Die Geschichte selbst ist solide dargestellt, realistisch insbesondere im Kontext von Washington, und entwickelt sich in einem angemessenen Tempo. Trotzdem konnte das Buch mich nicht überzeugen. Das Problem liegt bei dem Erzählstil: Wir haben es mit einer Ich-Erzählerin zu tun, das Buch wird konsequent ausschließlich aus der Perspektive von Virginia geschrieben. Paradoxerweise führt das dazu, dass Virginia ein oberflächlicher Charakter bleibt. Zwar bekommen wir immer wieder kurze Einblicke in ihren Hintergrund und ihre Kindheit, doch werden diese Pfade nicht wirklich weiter verfolgt und entwickeln keine Relevanz für ihren Charakter. So gut sie in ihrer Arbeit als Journalistin ist, bleiben die präsentierten Mängel ihres Charakters immer oberflächlich. Einige ihrer Entscheidungen sind für mich entsprechend nicht nachvollziehbar, insbesondere das Ende – welches ich hier nicht verraten werde – hat mich vollkommen sprachlos und ungläubig hinterlassen. In meinen Augen ist ihr Charakter nicht entwickelt genug, um sie wirklich verstehen zu können.
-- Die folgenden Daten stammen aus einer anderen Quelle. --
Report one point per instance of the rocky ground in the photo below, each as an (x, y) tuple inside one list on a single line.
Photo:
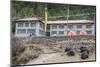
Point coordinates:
[(52, 56)]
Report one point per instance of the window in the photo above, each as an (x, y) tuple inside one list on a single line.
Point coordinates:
[(54, 32), (26, 24), (61, 32), (33, 24), (77, 32), (41, 32), (20, 24), (89, 32), (29, 31), (79, 26), (54, 26), (61, 26), (70, 26), (41, 25), (89, 26), (21, 31)]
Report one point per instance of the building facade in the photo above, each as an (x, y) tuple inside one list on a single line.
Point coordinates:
[(61, 28), (34, 27), (29, 27)]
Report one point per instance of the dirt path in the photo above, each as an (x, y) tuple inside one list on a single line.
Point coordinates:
[(50, 56)]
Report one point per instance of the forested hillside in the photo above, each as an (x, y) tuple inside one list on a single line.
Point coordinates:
[(22, 9)]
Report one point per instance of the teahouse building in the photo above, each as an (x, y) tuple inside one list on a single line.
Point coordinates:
[(34, 27)]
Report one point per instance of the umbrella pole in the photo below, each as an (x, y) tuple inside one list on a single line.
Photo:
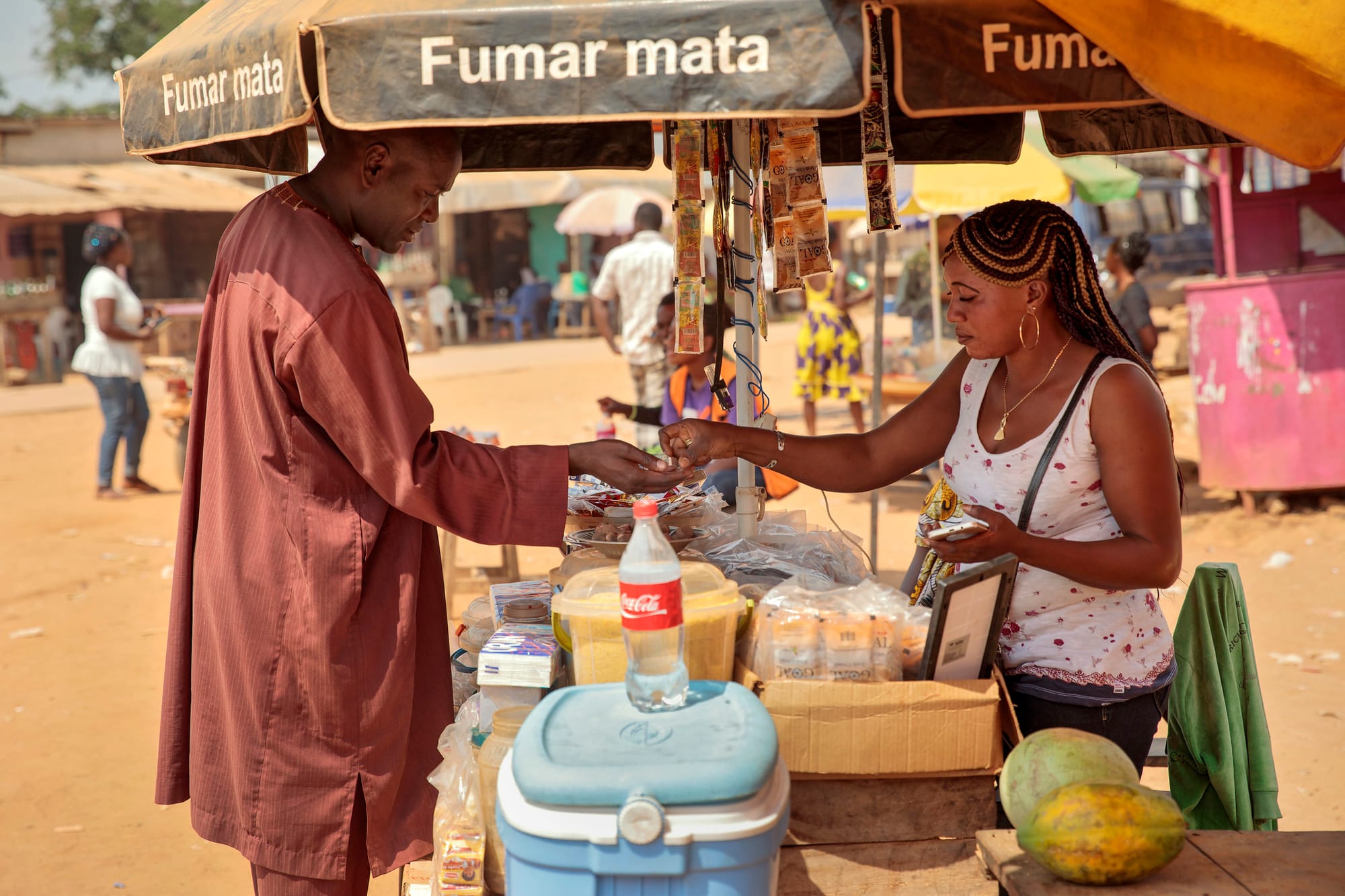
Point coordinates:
[(744, 310), (880, 296), (935, 292)]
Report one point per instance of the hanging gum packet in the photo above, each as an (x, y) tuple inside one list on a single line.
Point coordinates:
[(688, 222), (812, 244), (691, 306), (804, 169), (687, 159)]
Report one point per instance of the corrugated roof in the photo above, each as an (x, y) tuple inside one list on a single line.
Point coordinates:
[(85, 189)]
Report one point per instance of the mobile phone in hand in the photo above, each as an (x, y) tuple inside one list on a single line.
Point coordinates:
[(957, 532)]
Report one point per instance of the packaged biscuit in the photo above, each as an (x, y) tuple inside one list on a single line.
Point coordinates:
[(804, 169), (786, 268), (790, 126), (812, 243), (887, 647), (848, 645), (878, 179), (687, 159), (688, 222), (794, 646), (691, 306)]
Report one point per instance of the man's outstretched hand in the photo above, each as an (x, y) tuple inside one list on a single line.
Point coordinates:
[(626, 467)]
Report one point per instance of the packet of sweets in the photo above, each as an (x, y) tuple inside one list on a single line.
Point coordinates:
[(848, 639), (887, 647), (687, 159), (874, 123), (778, 179), (688, 224), (794, 646), (691, 306), (786, 267), (812, 244), (804, 169), (878, 179), (789, 126)]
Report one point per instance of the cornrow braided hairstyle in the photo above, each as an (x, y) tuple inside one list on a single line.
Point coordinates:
[(1015, 243)]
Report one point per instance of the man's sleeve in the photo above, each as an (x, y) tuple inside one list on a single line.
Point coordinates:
[(605, 288), (350, 372)]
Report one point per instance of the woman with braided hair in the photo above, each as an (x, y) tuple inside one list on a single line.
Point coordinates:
[(1047, 382)]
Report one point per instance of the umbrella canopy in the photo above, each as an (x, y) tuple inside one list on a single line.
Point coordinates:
[(609, 212), (1272, 73), (237, 79)]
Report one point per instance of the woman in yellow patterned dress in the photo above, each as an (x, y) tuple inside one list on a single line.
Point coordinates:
[(829, 343)]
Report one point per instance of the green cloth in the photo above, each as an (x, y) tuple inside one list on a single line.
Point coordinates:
[(1221, 766)]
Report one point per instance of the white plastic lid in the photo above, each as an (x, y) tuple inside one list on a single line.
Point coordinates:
[(711, 822)]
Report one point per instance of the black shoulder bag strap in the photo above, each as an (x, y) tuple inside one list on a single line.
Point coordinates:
[(1026, 517)]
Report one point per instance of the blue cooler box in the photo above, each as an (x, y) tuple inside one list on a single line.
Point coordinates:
[(601, 799)]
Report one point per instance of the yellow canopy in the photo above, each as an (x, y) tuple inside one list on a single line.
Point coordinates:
[(1270, 73), (953, 189)]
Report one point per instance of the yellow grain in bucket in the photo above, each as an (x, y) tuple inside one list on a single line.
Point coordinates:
[(591, 607)]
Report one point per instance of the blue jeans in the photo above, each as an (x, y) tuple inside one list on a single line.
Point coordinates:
[(126, 415), (727, 481)]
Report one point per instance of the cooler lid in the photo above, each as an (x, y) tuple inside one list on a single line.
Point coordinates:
[(588, 745)]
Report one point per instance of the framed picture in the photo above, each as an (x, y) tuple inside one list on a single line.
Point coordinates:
[(969, 611)]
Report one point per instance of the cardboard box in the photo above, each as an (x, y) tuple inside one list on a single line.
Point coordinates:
[(917, 728), (415, 877)]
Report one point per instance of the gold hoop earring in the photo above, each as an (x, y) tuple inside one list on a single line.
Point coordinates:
[(1036, 323)]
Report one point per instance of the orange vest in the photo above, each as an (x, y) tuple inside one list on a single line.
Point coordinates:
[(680, 384)]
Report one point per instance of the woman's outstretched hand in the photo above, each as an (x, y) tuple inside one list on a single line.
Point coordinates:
[(693, 443), (1003, 537)]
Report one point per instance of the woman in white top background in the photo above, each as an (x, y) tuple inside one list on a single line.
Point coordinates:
[(1085, 645), (115, 323)]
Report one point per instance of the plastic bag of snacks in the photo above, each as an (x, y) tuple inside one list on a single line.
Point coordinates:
[(459, 825), (813, 628)]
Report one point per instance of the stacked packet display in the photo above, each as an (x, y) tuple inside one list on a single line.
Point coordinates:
[(689, 221), (520, 655), (876, 134), (798, 204), (508, 592)]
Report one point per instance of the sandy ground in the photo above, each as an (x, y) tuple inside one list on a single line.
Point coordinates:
[(80, 701)]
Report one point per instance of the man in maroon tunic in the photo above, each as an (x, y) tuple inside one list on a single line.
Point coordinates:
[(309, 665)]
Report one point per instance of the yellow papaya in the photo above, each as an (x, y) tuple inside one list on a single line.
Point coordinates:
[(1056, 756), (1104, 833)]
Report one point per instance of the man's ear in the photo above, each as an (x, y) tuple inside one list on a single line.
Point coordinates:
[(376, 165)]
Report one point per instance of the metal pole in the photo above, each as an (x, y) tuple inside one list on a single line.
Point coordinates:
[(1226, 210), (935, 292), (880, 294), (744, 309)]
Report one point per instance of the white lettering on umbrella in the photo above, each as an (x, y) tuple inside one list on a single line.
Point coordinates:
[(1063, 50)]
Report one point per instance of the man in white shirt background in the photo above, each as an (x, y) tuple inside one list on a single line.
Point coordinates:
[(637, 275)]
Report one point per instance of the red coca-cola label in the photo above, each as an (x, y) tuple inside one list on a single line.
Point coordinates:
[(652, 607)]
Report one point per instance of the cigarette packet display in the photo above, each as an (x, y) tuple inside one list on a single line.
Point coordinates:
[(508, 592), (691, 306)]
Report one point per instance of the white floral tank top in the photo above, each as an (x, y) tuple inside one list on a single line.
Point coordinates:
[(1061, 628)]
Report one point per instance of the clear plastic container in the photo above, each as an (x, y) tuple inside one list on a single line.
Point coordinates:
[(591, 610), (466, 658), (506, 724), (479, 614)]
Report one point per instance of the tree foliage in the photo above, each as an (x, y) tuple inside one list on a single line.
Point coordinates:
[(99, 37)]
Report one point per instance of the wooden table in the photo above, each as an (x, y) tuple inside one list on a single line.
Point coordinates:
[(1215, 862)]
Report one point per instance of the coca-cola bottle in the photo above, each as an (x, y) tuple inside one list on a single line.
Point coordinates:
[(652, 615)]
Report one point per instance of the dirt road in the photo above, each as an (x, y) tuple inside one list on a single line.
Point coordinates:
[(80, 701)]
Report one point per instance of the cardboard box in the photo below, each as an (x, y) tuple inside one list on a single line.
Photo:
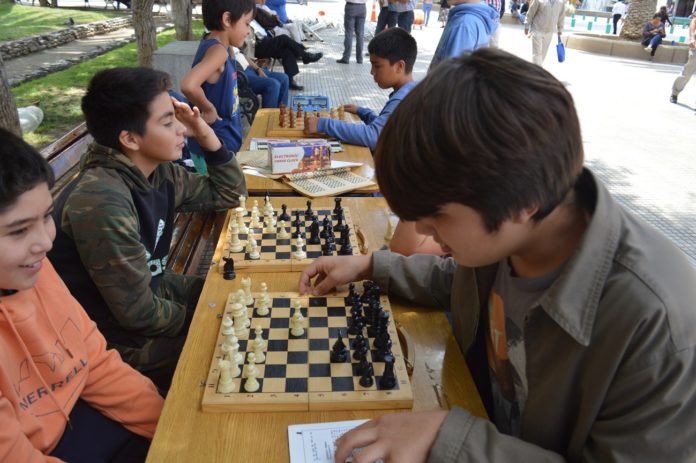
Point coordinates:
[(299, 156)]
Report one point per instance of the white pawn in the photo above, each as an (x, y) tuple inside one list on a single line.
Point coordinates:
[(225, 385), (235, 244), (299, 253), (296, 328), (240, 220), (242, 204), (263, 301), (282, 231), (251, 384), (227, 327)]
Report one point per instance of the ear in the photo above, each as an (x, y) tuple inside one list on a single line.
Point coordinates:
[(129, 141)]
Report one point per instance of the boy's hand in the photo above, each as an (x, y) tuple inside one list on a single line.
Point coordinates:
[(402, 437), (311, 124), (334, 271)]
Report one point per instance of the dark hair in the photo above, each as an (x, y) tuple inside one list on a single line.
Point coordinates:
[(22, 168), (395, 44), (488, 130), (119, 99), (213, 10)]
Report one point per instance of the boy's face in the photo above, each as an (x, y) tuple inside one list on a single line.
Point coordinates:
[(238, 31), (385, 74), (26, 235), (163, 139), (460, 231)]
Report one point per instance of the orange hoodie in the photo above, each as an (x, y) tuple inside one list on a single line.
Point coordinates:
[(51, 354)]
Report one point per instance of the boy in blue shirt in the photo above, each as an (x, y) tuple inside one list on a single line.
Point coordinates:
[(392, 54)]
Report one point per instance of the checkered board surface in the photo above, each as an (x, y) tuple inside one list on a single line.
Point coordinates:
[(297, 373), (276, 254), (275, 130)]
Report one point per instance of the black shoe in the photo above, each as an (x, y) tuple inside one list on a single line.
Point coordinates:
[(311, 57)]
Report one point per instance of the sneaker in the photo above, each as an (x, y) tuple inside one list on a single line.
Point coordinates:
[(311, 57)]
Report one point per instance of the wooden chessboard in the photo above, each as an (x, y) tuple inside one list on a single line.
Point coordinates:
[(277, 254), (298, 373), (275, 130)]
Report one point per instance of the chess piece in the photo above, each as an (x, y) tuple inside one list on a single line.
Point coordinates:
[(296, 328), (225, 384), (239, 212), (339, 351), (263, 301), (299, 253), (228, 269), (282, 231)]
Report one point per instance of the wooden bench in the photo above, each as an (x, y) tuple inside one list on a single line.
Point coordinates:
[(195, 233)]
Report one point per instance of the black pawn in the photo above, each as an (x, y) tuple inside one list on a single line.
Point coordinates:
[(284, 215), (366, 372), (388, 379), (314, 232), (228, 269), (339, 352)]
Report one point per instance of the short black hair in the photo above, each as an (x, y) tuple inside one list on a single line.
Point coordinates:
[(213, 10), (22, 168), (487, 130), (395, 44), (119, 99)]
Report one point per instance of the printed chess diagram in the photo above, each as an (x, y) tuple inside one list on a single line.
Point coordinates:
[(266, 240), (283, 351)]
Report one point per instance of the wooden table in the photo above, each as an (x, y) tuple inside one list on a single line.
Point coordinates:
[(440, 378), (260, 185)]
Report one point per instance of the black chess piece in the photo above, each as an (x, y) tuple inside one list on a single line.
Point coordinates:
[(228, 269), (388, 379), (284, 215), (366, 372), (314, 232), (339, 351), (338, 210)]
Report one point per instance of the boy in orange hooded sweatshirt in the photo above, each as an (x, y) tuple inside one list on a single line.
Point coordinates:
[(63, 395)]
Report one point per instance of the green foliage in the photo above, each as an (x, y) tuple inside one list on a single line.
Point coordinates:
[(59, 94), (22, 21)]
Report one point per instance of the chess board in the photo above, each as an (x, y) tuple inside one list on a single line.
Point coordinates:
[(298, 373), (276, 254), (275, 130)]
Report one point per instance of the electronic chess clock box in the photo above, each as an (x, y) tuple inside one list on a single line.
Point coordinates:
[(299, 156), (315, 103)]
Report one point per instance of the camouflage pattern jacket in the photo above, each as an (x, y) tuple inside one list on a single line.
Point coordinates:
[(114, 229)]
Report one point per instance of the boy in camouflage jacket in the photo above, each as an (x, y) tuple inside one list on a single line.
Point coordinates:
[(115, 220)]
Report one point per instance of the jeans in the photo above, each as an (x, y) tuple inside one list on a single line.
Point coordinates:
[(404, 19), (354, 21), (427, 8), (273, 88)]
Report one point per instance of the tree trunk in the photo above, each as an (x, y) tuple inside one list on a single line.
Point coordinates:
[(9, 119), (145, 32), (639, 12), (182, 13)]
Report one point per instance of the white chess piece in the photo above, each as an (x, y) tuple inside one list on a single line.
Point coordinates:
[(225, 385), (242, 204), (235, 244), (240, 220), (296, 328), (299, 253), (263, 301), (282, 231)]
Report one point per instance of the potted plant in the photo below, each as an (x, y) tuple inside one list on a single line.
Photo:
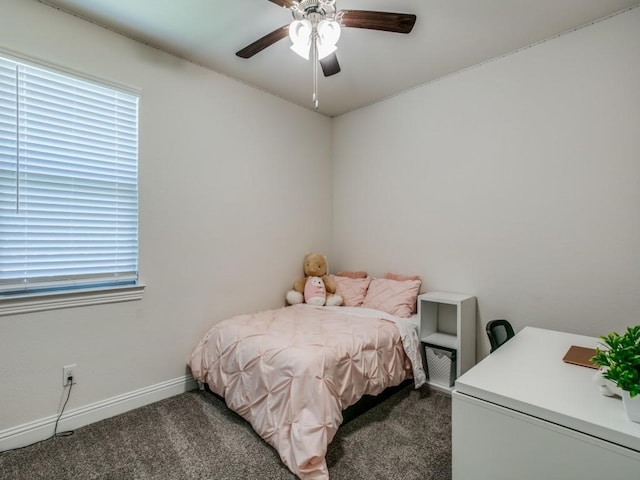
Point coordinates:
[(620, 362)]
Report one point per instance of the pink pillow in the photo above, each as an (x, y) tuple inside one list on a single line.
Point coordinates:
[(352, 290), (397, 276), (396, 297), (359, 274)]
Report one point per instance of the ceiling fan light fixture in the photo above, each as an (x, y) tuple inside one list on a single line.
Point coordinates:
[(328, 32), (300, 35)]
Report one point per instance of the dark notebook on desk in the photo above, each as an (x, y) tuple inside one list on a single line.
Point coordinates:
[(580, 356)]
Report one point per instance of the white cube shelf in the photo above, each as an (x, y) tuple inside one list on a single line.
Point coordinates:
[(448, 320)]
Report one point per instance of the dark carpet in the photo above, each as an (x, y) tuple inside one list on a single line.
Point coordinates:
[(195, 436)]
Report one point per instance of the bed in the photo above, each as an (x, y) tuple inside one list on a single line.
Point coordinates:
[(290, 372)]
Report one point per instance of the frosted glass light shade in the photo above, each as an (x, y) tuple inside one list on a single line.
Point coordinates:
[(300, 35)]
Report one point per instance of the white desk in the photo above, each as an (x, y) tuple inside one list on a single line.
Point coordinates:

Das ist schade, denn dieser Thriller lebt von den zwischenmenschlichen Beziehungen. Insbesondere in jenen Momenten, da es um verletzte Eitelkeiten und Affären geht, hat das Buch seine Stärken. Sogar die angedeutete Sexszene ist herausragend ausgeführt. Leider blieb Virginia immer kalt für mich, wenn ich mit Charakteren mit litt und um sie bangte, waren es immer die anderen, nicht sie selbst. Ich frage mich, ob eine andere Erzählperspektive, die erlaubt hätte, Virginia von außen zu sehen, der Geschichte geholfen hätte, die Hauptfigur tiefer zu gestalten.
Fazit:
Der Thriller „Stadt der Intrigen“ ist ein gelungenes Debüt von Christina Kovac. Die immer größer werdenden Kreise, welche die Intrige rund um das Verschwinden der Frau zieht, sind gekonnt inszeniert und bauen systematisch Spannung auf. Wir erhalten tiefe Einblicke in die Nachrichtenwelt und das politische System von Washington, wo anscheinend jeder seine ganz eigenen Motive hat. Leider bleibt die Hauptfigur Virginia Knightley bis zuletzt blass, so dass manche Entscheidungen und Entwicklungen nicht so nachvollziehbar und authentisch sind, wie sie sein sollten. Trotzdem konnte ich die Lektüre mehr als genießen.